5. Originally Posted by grav
But I'm not curving it around with the arc, just magnifying it from the same distance. So at 180 degrees of sight, wouldn't it appear infinitely large?
I kind of get what you might be getting at, and that might be equating what you are seeing with the sine of the angle.
The problem is that what you are looking at is not flat, so the triangle/sine thing doesn't apply.
Your field of view is going to be the same at any angle, therefore what you can see does not change between the adjecent and hypotonuse of the triangle that you are looking at. Your shape is a wedge with an arced opposite end instead of a triangle with a flat side.
That arc is proportional to the angle of view therefore the area is 4x proportional.
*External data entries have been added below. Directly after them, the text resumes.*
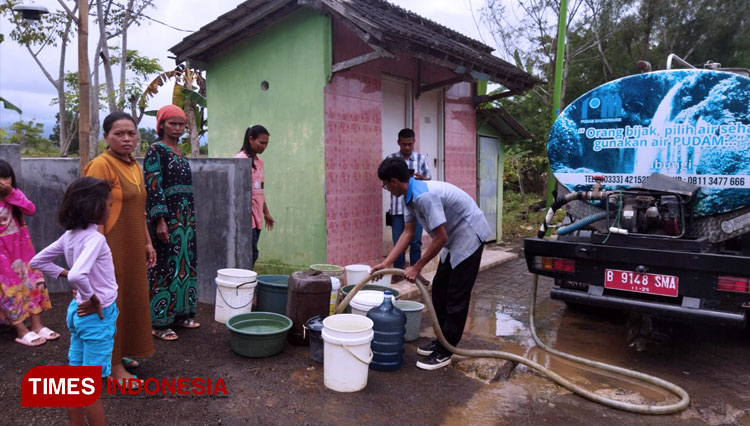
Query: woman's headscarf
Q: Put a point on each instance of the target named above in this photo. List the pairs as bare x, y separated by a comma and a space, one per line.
166, 112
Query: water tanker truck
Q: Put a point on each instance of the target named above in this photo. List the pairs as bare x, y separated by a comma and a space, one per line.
653, 173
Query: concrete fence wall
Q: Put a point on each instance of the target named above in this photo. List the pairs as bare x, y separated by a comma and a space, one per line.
222, 197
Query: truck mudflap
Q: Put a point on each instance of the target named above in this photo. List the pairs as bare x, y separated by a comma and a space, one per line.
580, 269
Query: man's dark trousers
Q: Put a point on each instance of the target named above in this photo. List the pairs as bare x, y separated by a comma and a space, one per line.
451, 293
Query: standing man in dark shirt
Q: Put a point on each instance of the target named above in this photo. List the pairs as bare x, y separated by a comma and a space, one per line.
417, 163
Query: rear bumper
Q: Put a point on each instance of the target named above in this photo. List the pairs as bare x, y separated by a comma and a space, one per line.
698, 298
734, 319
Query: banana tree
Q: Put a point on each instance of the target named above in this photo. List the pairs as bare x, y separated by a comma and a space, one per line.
189, 93
8, 105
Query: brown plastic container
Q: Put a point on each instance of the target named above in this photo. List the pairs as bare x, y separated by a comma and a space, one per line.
309, 295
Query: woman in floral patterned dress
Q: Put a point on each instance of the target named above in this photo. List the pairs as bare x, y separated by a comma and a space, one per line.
171, 217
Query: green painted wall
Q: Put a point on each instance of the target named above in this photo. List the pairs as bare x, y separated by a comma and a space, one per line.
488, 131
294, 57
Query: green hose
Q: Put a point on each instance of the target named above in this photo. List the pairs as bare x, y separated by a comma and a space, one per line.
482, 353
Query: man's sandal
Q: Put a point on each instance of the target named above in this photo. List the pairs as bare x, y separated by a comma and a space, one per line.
166, 334
187, 323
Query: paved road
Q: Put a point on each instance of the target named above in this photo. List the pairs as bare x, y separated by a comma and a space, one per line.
711, 363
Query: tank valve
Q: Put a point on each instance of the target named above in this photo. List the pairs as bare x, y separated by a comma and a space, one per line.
620, 231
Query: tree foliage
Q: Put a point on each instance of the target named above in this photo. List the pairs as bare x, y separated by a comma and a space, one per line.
29, 135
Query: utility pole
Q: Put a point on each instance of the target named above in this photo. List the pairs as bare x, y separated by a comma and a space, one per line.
84, 127
557, 94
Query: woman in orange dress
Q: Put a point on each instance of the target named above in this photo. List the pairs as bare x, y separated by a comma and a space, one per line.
128, 238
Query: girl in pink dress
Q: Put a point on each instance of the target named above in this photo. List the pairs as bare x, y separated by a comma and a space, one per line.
23, 294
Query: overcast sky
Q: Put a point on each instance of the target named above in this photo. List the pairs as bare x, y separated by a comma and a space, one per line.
24, 84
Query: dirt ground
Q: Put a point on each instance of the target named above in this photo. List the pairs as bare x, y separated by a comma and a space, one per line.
710, 363
283, 389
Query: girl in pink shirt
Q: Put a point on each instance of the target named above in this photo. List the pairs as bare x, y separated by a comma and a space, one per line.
92, 314
23, 294
254, 143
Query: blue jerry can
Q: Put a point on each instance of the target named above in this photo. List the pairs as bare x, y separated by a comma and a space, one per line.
388, 343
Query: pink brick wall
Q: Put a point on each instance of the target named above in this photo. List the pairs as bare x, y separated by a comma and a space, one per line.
352, 147
461, 139
353, 103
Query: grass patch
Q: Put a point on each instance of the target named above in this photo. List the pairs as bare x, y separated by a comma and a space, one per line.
518, 221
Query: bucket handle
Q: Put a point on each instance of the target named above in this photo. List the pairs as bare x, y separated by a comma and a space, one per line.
357, 356
236, 293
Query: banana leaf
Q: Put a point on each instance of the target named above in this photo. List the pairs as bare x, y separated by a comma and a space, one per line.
194, 96
10, 106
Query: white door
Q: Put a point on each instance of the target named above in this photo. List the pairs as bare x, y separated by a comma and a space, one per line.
396, 115
487, 171
431, 131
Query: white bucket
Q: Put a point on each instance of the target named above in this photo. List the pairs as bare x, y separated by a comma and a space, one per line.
365, 300
335, 285
237, 276
234, 293
385, 280
356, 273
346, 352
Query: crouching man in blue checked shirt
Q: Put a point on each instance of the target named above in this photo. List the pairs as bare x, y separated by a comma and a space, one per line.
458, 228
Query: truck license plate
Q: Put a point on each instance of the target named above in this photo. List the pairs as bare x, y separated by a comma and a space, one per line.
662, 285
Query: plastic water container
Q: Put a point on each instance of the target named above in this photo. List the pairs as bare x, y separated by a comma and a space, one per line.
235, 289
335, 285
413, 311
272, 293
346, 352
389, 326
309, 295
365, 300
314, 328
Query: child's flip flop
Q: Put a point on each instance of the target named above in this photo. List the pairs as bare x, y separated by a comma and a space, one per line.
167, 334
188, 323
130, 363
29, 338
48, 334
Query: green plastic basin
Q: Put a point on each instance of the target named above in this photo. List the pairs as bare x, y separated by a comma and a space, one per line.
258, 334
272, 293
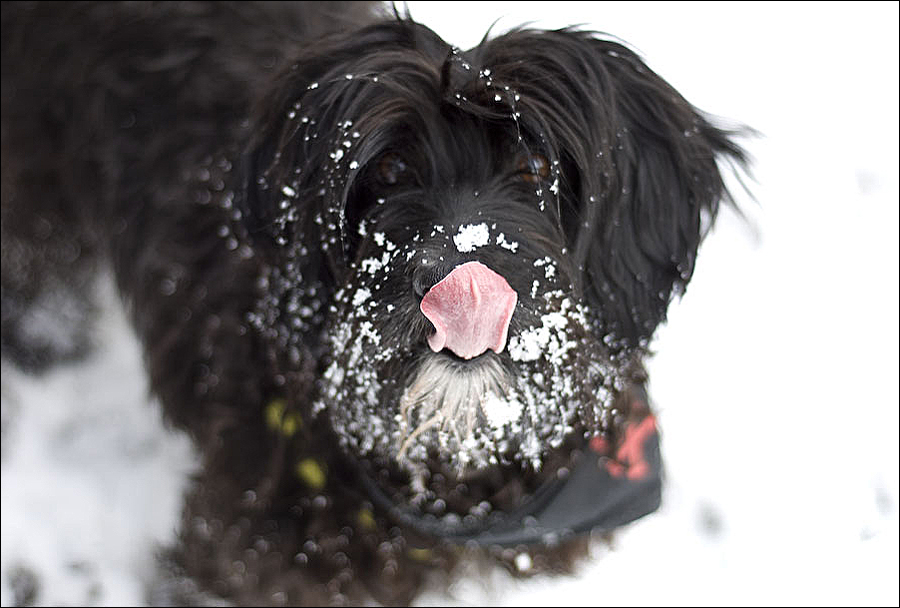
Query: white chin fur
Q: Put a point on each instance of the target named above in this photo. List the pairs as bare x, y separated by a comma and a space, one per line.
468, 405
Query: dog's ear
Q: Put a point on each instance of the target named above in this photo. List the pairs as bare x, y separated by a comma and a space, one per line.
666, 187
641, 178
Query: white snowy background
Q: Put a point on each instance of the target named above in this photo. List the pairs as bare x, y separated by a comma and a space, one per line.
776, 377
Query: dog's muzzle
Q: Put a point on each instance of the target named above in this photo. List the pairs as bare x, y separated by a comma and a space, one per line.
470, 309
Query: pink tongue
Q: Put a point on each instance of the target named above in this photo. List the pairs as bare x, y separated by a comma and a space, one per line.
470, 309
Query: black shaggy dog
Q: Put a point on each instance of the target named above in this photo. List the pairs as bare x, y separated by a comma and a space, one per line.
397, 292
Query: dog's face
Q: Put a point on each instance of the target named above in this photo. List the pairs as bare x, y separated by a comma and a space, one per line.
468, 251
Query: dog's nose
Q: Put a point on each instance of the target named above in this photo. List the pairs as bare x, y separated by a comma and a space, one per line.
470, 309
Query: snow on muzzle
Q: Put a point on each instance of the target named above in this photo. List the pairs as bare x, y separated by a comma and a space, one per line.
470, 309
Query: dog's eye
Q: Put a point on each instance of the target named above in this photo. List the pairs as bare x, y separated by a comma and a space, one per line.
392, 169
533, 168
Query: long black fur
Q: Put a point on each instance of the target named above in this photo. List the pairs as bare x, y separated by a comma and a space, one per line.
225, 159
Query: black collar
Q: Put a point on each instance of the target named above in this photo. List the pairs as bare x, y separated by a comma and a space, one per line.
600, 493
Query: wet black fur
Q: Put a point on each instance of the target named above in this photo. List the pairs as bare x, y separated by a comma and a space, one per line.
169, 140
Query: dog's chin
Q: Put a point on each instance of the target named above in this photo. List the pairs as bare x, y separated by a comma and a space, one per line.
423, 422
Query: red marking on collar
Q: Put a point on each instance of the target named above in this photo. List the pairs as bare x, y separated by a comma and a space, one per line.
630, 459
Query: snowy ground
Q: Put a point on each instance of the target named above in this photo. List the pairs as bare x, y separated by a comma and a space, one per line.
776, 377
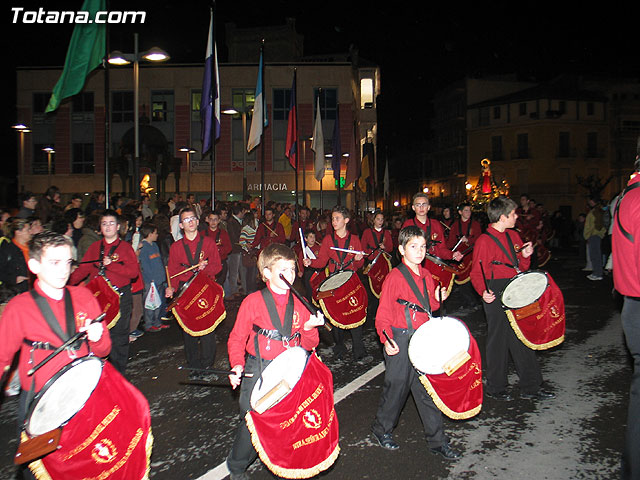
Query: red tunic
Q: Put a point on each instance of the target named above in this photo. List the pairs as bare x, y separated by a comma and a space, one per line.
266, 236
223, 242
326, 253
178, 260
21, 319
626, 255
390, 313
253, 311
460, 228
437, 235
486, 250
369, 242
120, 272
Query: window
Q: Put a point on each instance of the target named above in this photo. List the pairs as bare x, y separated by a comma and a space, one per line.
82, 102
563, 144
162, 106
281, 104
122, 107
83, 159
523, 109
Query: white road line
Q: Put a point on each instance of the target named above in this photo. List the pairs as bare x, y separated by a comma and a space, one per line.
221, 470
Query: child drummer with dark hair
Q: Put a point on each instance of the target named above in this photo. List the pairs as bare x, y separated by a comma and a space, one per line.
407, 299
268, 322
499, 254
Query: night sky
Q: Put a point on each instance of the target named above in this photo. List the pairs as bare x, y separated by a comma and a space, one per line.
420, 47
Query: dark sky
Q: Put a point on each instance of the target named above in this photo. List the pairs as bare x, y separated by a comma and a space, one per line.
420, 46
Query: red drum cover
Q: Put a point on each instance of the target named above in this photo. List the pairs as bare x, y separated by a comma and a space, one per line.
298, 437
464, 269
200, 308
541, 325
440, 274
108, 298
345, 305
109, 438
378, 272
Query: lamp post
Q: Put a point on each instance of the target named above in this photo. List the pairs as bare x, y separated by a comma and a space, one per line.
50, 151
188, 151
21, 129
243, 113
154, 54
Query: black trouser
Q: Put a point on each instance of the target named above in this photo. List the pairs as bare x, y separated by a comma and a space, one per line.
200, 351
400, 378
502, 341
242, 452
120, 332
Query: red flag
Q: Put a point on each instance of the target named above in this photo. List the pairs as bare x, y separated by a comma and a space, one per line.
291, 147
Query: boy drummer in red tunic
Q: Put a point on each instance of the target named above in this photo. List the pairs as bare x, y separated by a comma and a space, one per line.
409, 283
270, 320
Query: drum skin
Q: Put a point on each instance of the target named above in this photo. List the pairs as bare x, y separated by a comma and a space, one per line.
344, 299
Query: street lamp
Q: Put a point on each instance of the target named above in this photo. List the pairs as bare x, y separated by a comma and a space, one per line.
21, 129
188, 151
243, 113
50, 151
154, 54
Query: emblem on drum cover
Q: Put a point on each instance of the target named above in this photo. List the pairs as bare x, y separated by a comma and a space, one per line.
104, 451
312, 419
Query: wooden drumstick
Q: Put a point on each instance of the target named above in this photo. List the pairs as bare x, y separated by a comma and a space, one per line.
72, 340
304, 301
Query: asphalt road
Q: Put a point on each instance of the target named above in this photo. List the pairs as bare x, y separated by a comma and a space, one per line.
578, 434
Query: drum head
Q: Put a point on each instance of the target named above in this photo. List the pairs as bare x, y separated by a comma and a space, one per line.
63, 395
287, 366
524, 289
335, 281
436, 342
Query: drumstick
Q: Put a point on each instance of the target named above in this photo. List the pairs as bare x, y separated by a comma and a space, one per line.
166, 269
304, 301
72, 340
217, 371
389, 339
484, 277
355, 252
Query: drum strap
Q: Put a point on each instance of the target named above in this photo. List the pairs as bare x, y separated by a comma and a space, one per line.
423, 298
616, 213
512, 255
190, 259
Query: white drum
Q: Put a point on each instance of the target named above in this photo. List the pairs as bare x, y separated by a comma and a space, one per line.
279, 378
438, 345
524, 289
63, 395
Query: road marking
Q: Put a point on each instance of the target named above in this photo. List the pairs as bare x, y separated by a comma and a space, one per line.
221, 471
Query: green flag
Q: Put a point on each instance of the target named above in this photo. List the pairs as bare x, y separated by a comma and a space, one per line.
86, 51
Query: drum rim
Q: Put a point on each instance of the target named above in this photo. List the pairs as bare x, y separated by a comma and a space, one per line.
426, 323
256, 386
53, 379
335, 274
520, 275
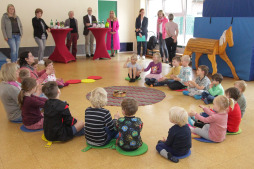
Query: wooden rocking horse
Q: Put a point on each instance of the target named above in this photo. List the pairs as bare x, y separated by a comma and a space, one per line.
212, 47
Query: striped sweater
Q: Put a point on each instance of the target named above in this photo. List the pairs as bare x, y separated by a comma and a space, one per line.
96, 119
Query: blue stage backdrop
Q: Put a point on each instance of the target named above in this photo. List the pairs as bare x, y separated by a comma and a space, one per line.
228, 8
241, 54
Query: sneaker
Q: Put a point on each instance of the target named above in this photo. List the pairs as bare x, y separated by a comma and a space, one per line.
41, 62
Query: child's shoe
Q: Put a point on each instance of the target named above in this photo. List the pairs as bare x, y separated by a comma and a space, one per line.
197, 97
186, 93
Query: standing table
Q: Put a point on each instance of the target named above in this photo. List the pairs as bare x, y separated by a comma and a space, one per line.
61, 52
101, 49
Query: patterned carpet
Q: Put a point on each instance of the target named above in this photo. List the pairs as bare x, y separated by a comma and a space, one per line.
144, 95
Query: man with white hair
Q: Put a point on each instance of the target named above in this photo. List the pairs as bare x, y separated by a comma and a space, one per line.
88, 20
72, 36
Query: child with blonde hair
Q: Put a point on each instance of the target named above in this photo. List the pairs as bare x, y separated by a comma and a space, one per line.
181, 81
9, 91
134, 68
156, 69
129, 137
215, 125
241, 86
178, 142
234, 113
30, 104
99, 126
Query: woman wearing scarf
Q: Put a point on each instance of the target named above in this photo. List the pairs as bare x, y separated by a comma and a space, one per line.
40, 33
161, 34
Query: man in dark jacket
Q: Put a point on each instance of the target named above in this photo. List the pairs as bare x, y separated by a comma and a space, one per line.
88, 21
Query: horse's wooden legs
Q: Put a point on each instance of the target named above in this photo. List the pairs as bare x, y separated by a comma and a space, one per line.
198, 55
212, 59
224, 57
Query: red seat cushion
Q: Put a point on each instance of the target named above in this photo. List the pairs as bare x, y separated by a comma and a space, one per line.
73, 81
95, 77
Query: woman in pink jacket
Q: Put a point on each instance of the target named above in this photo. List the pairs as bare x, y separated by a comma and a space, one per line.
161, 34
113, 42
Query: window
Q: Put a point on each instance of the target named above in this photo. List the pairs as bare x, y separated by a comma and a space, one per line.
184, 10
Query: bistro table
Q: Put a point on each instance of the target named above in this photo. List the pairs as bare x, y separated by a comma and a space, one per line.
101, 50
61, 52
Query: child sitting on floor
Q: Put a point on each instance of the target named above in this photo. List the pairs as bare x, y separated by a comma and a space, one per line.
178, 142
58, 124
234, 113
181, 81
215, 89
241, 86
30, 104
174, 72
52, 77
214, 126
129, 126
99, 126
156, 69
23, 73
134, 68
200, 85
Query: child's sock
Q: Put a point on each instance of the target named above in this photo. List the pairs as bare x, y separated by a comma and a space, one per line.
191, 122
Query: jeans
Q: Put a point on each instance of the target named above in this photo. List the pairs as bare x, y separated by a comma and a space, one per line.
163, 47
14, 45
144, 45
42, 44
162, 83
171, 46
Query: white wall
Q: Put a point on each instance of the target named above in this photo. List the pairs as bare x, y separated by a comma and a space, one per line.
58, 9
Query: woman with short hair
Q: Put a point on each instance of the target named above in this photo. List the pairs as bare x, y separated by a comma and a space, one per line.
40, 33
113, 42
12, 31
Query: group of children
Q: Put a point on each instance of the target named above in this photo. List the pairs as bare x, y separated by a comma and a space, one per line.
100, 128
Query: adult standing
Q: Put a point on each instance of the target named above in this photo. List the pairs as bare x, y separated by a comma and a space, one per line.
88, 21
141, 30
72, 37
161, 33
12, 31
25, 62
113, 42
40, 33
9, 91
171, 37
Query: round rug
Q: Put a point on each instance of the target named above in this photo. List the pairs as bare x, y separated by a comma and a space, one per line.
144, 95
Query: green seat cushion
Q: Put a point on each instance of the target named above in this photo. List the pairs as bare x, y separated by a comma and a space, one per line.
141, 150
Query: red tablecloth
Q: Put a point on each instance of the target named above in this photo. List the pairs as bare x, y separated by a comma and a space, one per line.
101, 50
61, 53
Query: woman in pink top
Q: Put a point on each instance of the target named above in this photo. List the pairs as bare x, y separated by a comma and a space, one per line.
113, 42
162, 33
216, 128
26, 60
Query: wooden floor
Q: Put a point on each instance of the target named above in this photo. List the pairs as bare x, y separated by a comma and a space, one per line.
26, 150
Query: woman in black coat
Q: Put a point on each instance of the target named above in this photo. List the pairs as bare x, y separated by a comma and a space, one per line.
40, 33
141, 30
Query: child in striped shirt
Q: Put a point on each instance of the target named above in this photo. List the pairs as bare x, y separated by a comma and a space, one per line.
99, 126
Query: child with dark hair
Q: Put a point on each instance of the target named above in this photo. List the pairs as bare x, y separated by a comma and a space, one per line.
129, 126
241, 86
215, 89
234, 114
58, 125
52, 77
200, 85
30, 104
6. Originally Posted by NEOWatcher
I kind of get what you might be getting at, and that might be equating what you are seeing with the sine of the angle.
The problem is that what you are looking at is not flat, so the triangle/sine thing doesn't apply.
Your field of view is going to be the same at any angle, therefore what you can see does not change between the adjecent and hypotonuse of the triangle that you are looking at. Your shape is a wedge with an arced opposite end instead of a triangle with a flat side.
That arc is proportional to the angle of view therefore the area is 4x proportional.
Yes, that is what I'm asking, except I was thinking it would be the tangent of the angle. Are you sure about the proportion to the angle? I know the arc would be twice as great, but if we see the cross section of an object some distance 'd' away that covers an angle of 1 degree, how would an object at the same distance covering two degrees compare? Wouldn't an object at the same distance that covers 180 degrees appear infinitely large, since that would mean one cannot then see any boundaries or edges of the object, so it wouldn't be just a direct ratio of the angles involved? Otherwise, that would be like saying that a galaxy that is a billion light years away covering our whole field of view is only 180 times wider than one that covers 1 degree of arc, wouldn't it?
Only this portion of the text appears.